Hung Truong: The Blog!

How To Stop RSS Scrapers From Stealing Your Content. Plus Revenge!

June 22, 2006 | 3 Minute Read

I noticed a while back in my Technorati blog backlinks thing that a certain blog was reposting all of the articles from my anime blog. It was an RSS Scraper that ran on some software called “Autoblogger Pro.” Basically, the site scraped posts from a number of anime blogs and reposted the content with adsense ads. While I didn’t mind the link back, it still bugged me that the person who set this up was simply profiting from other people’s work. I figured I’d do something about it.

The first thing I noticed was that all comments on the blog were turned off. This makes sense, since every comment would have probably been “stop stealing my content, you jackass!” There wasn’t any contact info or even an “about” page. I decided that contacting the owner of the website wouldn’t have helped anyway. It was time to take matters into my own hands.

As a Computer Scientist, I’ve learned to think as an adversary. For most automated systems, there’s usually a way to exploit some sort of flaw. I just had to figure out the weakness in Autoblogger Pro. In this case, the weakness is that everything is automated via RSS scraping. If they can’t get my RSS feed, they can’t scrape it.

dnslookup.jpg

The first thing I had to do was find their IP address. I used the dns lookup tool here to find the IP of the website.
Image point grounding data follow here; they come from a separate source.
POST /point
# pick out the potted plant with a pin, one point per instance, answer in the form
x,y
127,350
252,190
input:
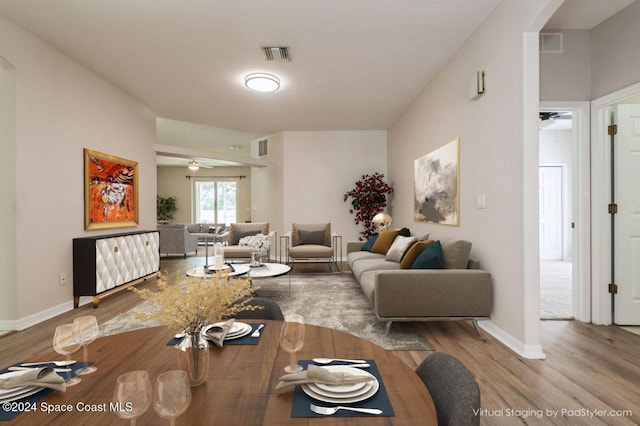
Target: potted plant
x,y
368,198
165,209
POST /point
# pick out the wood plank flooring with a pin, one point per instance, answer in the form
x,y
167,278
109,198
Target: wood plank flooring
x,y
591,375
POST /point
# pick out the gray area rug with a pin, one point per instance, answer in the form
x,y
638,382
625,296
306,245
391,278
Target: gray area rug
x,y
329,300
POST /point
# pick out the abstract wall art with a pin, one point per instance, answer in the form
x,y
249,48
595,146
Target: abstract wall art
x,y
437,186
110,191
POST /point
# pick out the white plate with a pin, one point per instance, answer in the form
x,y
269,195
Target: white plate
x,y
341,395
337,397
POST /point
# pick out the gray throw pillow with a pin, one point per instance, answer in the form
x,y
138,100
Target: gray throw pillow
x,y
399,246
311,237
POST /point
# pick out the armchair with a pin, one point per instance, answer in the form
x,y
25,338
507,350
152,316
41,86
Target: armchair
x,y
312,242
177,239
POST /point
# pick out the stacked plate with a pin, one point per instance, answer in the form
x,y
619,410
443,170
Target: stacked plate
x,y
343,393
237,330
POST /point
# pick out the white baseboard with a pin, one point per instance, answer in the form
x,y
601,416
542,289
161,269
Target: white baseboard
x,y
41,316
525,351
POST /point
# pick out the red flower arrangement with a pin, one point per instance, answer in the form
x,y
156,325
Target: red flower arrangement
x,y
368,198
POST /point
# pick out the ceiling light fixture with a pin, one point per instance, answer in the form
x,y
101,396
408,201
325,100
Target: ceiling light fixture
x,y
262,82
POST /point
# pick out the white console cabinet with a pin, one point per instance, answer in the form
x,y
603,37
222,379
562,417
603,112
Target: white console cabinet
x,y
105,264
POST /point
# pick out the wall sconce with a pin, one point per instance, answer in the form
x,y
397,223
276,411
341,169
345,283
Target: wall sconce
x,y
476,85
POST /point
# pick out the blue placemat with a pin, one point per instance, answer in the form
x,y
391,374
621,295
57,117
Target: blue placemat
x,y
301,400
244,340
10,410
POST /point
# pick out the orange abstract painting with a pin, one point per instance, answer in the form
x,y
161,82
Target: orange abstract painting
x,y
110,191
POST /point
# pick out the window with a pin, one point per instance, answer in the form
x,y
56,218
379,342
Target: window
x,y
215,200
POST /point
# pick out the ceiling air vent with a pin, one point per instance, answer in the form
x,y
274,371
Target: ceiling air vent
x,y
550,42
277,53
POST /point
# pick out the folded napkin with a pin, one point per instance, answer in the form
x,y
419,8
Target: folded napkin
x,y
44,377
315,374
218,333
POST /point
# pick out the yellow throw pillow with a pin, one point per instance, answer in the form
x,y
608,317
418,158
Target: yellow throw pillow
x,y
384,241
412,254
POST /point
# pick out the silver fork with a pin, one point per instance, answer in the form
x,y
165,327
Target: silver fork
x,y
332,410
257,332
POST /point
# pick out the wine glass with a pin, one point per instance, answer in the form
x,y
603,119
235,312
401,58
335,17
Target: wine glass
x,y
292,339
64,344
172,395
85,331
132,395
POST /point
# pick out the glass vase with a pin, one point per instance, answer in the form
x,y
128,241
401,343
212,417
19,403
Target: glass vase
x,y
193,357
256,257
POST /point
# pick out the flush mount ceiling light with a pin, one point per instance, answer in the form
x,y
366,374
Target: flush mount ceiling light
x,y
262,82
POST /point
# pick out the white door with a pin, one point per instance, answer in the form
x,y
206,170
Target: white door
x,y
550,212
627,221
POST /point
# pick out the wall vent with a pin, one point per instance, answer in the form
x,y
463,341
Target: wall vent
x,y
277,53
263,148
550,42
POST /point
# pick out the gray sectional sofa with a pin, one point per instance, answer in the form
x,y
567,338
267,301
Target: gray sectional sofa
x,y
459,290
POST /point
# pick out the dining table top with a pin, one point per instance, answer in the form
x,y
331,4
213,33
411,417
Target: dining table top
x,y
240,386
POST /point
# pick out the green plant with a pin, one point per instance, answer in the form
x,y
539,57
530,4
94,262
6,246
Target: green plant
x,y
165,208
368,198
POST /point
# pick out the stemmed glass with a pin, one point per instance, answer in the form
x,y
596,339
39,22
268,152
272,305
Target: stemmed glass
x,y
132,395
64,344
85,331
292,339
172,395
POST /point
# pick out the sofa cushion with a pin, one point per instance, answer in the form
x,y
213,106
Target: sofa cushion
x,y
455,254
413,252
399,247
384,241
311,237
372,264
369,244
430,258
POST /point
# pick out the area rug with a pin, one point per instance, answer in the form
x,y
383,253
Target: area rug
x,y
331,300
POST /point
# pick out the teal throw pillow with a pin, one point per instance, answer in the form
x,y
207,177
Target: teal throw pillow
x,y
430,258
369,244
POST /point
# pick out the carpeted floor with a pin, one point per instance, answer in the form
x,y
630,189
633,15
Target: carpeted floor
x,y
329,300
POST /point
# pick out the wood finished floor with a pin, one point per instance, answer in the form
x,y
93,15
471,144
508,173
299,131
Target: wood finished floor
x,y
587,368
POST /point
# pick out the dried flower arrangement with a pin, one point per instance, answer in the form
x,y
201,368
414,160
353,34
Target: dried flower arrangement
x,y
191,303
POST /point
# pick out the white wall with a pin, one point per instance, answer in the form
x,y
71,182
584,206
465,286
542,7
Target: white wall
x,y
495,140
308,175
61,109
173,182
615,57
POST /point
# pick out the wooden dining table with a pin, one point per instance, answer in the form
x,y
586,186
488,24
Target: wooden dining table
x,y
240,387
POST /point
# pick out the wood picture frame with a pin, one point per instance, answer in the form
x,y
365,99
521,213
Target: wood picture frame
x,y
437,186
110,191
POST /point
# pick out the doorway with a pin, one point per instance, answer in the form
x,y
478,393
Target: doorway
x,y
556,156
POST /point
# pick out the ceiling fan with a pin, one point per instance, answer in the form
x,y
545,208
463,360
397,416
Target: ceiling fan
x,y
544,115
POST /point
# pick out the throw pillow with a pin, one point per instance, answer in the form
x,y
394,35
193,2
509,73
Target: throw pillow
x,y
311,237
412,254
430,258
384,241
399,247
456,254
369,244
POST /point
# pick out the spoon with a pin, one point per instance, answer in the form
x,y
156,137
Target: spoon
x,y
58,363
330,360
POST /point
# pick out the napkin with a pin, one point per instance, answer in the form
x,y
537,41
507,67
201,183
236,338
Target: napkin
x,y
316,374
44,377
218,333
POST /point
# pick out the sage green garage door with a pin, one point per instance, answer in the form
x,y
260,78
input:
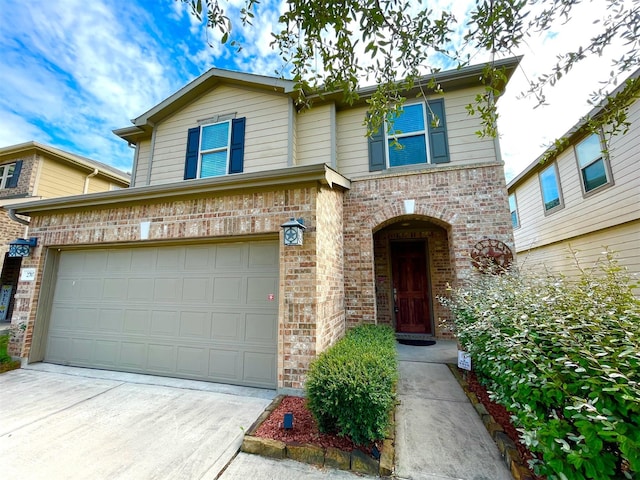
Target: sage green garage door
x,y
204,312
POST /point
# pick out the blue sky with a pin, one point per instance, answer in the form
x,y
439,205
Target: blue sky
x,y
71,71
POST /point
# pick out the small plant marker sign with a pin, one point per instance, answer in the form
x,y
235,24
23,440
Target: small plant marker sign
x,y
464,360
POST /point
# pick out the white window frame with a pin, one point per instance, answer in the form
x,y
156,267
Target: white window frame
x,y
605,162
424,132
560,205
227,148
4,174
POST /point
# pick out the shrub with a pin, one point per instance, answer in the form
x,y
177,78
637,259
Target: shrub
x,y
351,386
564,357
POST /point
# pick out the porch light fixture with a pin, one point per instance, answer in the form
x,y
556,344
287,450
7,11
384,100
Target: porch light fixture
x,y
21,247
293,232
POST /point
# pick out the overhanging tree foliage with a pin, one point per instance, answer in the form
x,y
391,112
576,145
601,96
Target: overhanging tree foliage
x,y
329,46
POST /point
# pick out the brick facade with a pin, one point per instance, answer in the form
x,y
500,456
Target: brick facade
x,y
339,277
464,205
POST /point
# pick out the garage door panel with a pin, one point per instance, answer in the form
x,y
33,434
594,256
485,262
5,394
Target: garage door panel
x,y
114,289
133,355
140,289
224,364
110,320
136,321
169,259
260,290
264,256
195,325
192,361
259,368
119,261
106,353
164,323
206,312
260,329
85,319
162,358
197,289
226,326
199,258
230,256
228,290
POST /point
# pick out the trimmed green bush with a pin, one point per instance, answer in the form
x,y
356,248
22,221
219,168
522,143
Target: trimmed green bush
x,y
351,386
564,358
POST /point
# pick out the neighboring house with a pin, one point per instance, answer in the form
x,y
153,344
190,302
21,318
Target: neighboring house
x,y
585,199
186,274
31,171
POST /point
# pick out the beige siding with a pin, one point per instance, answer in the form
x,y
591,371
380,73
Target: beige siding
x,y
613,205
266,135
464,145
144,157
60,180
622,240
99,184
314,135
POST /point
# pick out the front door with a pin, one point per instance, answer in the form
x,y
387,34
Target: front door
x,y
410,287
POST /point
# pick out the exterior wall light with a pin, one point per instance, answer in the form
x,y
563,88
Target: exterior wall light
x,y
21,247
293,232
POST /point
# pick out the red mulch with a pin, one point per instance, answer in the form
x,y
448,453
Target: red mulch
x,y
304,429
502,417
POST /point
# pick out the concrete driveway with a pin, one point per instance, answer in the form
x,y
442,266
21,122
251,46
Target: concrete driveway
x,y
71,423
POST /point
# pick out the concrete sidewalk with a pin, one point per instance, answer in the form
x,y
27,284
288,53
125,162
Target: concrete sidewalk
x,y
439,435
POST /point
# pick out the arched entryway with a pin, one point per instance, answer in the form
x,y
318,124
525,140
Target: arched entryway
x,y
413,267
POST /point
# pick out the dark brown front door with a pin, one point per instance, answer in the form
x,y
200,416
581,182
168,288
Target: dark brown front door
x,y
410,287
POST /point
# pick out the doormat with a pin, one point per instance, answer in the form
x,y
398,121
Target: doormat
x,y
417,343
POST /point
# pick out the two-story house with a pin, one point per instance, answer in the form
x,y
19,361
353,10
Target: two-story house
x,y
582,200
189,272
31,171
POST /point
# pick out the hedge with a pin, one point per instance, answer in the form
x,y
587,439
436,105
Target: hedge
x,y
351,386
564,358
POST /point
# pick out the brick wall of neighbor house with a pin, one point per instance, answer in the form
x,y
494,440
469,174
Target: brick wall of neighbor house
x,y
222,217
469,202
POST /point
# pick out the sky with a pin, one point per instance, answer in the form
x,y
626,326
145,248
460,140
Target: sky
x,y
71,71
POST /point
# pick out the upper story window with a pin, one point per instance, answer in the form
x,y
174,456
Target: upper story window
x,y
513,207
9,173
215,149
593,163
550,186
418,135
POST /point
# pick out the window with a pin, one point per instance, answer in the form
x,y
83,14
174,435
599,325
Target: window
x,y
550,188
419,136
592,162
9,174
215,149
513,207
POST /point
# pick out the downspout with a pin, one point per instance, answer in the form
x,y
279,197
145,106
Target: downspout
x,y
86,180
12,216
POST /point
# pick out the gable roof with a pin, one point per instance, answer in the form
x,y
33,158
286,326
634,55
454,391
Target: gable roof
x,y
66,157
142,125
576,131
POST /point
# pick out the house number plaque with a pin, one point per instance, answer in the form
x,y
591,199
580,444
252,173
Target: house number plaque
x,y
491,256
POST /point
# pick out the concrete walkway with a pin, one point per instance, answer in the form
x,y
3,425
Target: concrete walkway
x,y
439,435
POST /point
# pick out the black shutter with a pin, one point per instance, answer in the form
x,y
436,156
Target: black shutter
x,y
192,156
236,156
438,140
377,157
13,181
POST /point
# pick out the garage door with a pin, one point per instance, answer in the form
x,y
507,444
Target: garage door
x,y
205,312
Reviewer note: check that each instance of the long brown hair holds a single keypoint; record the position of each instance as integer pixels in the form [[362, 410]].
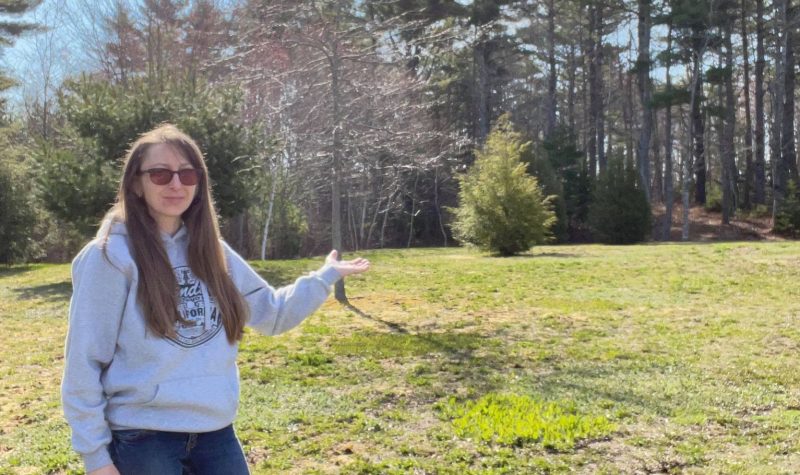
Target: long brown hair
[[158, 287]]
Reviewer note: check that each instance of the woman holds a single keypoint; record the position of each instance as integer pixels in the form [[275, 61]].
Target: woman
[[159, 305]]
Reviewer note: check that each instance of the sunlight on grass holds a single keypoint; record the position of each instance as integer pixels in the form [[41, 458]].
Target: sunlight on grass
[[511, 419]]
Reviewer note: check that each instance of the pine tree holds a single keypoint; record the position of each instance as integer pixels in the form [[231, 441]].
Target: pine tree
[[502, 208]]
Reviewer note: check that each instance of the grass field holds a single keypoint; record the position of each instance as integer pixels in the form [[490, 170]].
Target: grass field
[[588, 359]]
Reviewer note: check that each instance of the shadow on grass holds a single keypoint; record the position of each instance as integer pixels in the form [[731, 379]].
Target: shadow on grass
[[58, 292], [597, 382], [461, 366], [277, 276], [394, 327], [8, 271]]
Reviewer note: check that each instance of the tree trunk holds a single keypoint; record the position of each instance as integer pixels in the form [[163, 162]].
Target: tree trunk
[[779, 170], [698, 134], [692, 148], [759, 165], [265, 236], [668, 191], [600, 118], [571, 87], [788, 153], [643, 70], [480, 92], [437, 205], [336, 185], [592, 145], [748, 125], [729, 171], [551, 61]]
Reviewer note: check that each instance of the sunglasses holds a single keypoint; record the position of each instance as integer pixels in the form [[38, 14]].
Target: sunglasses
[[162, 176]]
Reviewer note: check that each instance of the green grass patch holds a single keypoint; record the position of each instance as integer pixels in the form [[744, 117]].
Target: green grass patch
[[518, 420]]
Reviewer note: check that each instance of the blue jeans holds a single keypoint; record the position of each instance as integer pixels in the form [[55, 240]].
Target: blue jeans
[[150, 452]]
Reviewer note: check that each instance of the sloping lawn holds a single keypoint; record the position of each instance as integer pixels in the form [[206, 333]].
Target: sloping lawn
[[675, 358]]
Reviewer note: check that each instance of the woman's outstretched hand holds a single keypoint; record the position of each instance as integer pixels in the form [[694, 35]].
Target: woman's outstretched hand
[[345, 268]]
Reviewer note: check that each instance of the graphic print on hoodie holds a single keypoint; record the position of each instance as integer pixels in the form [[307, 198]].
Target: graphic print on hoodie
[[198, 309]]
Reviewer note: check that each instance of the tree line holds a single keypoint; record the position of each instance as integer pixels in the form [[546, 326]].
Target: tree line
[[352, 123]]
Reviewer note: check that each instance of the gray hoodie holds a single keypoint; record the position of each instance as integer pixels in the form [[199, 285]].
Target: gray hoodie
[[119, 375]]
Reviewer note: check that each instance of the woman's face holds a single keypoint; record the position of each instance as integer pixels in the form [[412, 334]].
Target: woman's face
[[166, 203]]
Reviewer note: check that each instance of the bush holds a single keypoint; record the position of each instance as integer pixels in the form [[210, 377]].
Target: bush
[[17, 212], [619, 212], [501, 207]]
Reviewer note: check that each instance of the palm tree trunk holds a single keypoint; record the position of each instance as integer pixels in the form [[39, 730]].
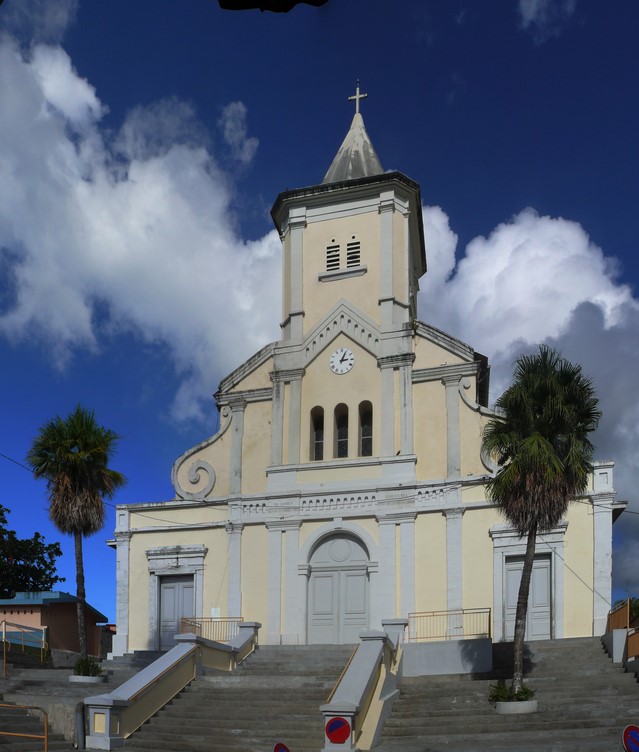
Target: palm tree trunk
[[522, 611], [82, 604]]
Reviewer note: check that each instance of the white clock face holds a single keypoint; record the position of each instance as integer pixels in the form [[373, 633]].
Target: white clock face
[[342, 360]]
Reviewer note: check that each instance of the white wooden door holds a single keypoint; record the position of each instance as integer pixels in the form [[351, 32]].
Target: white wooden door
[[539, 617], [338, 592], [176, 602]]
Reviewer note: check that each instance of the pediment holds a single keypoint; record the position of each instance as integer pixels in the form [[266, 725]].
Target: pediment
[[342, 319]]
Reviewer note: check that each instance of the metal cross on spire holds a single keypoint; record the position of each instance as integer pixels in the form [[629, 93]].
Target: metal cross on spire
[[357, 97]]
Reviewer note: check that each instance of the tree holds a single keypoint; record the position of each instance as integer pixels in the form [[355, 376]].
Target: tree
[[73, 456], [539, 437], [27, 565]]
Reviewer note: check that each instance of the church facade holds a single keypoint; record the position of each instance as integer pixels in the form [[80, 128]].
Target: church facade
[[346, 484]]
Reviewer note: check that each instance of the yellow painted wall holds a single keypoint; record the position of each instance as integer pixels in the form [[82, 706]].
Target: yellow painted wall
[[477, 563], [578, 573], [362, 291], [255, 575], [256, 447], [430, 562], [321, 387], [430, 426]]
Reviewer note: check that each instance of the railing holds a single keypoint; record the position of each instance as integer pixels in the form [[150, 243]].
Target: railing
[[218, 629], [619, 618], [115, 716], [44, 737], [449, 625], [26, 637]]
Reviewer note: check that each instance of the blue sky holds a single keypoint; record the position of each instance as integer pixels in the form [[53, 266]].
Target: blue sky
[[143, 144]]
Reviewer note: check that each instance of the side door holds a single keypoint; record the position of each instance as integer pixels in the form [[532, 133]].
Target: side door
[[539, 617], [176, 602]]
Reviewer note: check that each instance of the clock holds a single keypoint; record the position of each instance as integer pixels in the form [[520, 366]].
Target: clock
[[341, 360]]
Note that the website’s IP is not necessarily the one that’s pulling the feed. It was in my case, though.

log.jpg

Just to be safe, I checked out my logs to see if that IP was pulling my feed. Bingo! They were pulling the feed every few hours.

In order to stop them from accessing the feed, all I’d have to do is deny that IP. It’s pretty simple with .htaccess’ rewrite engine. Now, you could simply throw a forbidden 403 code, but where’s the fun in that? Sure, your site isn’t indexed anymore, but what about all the other sites whose content is being stolen? Someone has to stand up to these bullies!

I decided to make a fake RSS feed to redirect to. This one would have 1000 entries in it, each 1 minute apart from the last. This would muddy up their site, and disallow anyone from actually seeing the stolen content. The fake feed would be auto-generated at the time of request, so each time they pulled the feed, it would be recent. I wrote this in my rails application, but it would probably be just as easy in php. Then I made my .htaccess forward to the fake rss for addresses coming from that ip’s location.

RewriteEngine On

RewriteCond %{REMOTE_ADDR} ^209.200.12.(.*)$

RewriteRule .* http://www.thebadrss.com/feed(not really the fake feed) [R,L]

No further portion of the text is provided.